In my 3.X/now PF group, one player often fondly refers back to his monk with the comment "I liked that guy. Boy, did he suck." It's pretty much a table meme at this point that monks are awful. But it's just assumed that sucking is part of the reason you choose a monk. Not because of the greater difficulty, but sometimes it's just funny to play a bad character.
On the flip side, in our high level game, the 19th level witch (an alternate wizard) cohort of one of the characters singlehandedly won a combat against
multiple balors by using Time Stop. The table reaction? "What are you going to do? It's Time Stop, that's just what it does." Again, its overpowered nature is just assumed to be part and parcel of the spell definition, and by extrapolation, high level wizards are just better.
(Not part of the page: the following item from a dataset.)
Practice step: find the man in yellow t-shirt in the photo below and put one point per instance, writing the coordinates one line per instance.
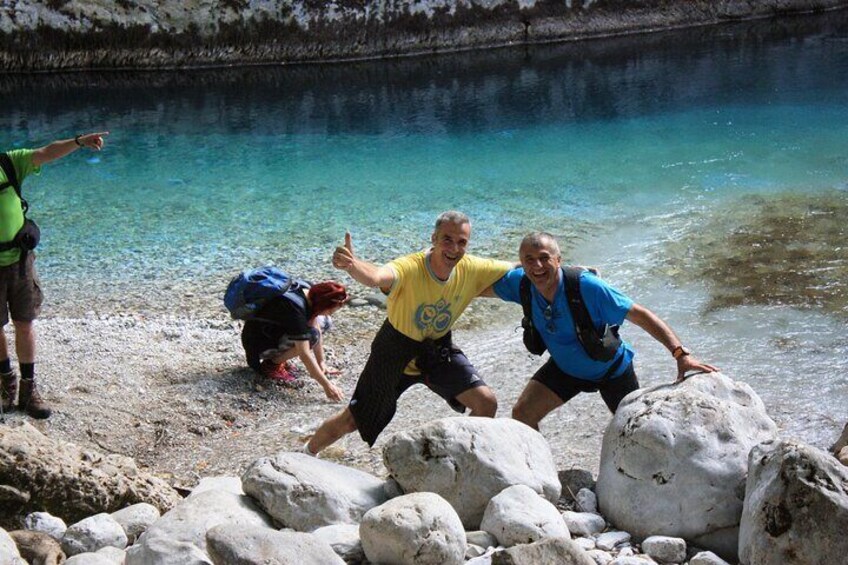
(428, 291)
Do I like this particular approach? Not really. But I've become sensitive to just how ingrained certain expectations of the D&D experience are to a wide swath of gamers. My enjoyment of constant evolution and new concepts often leads me to be the odd man out in my play group's preferences.
The problem I have with this approach is that the game seems to me to be fundamentally dishonest about it. If the game were to say up front "The monk sucks. Do not play a monk unless you want to suck." I would have far fewer problems. But there is no guidance given this way - were D&D to use the guidelines of Ars Magica I'd have far fewer complaints.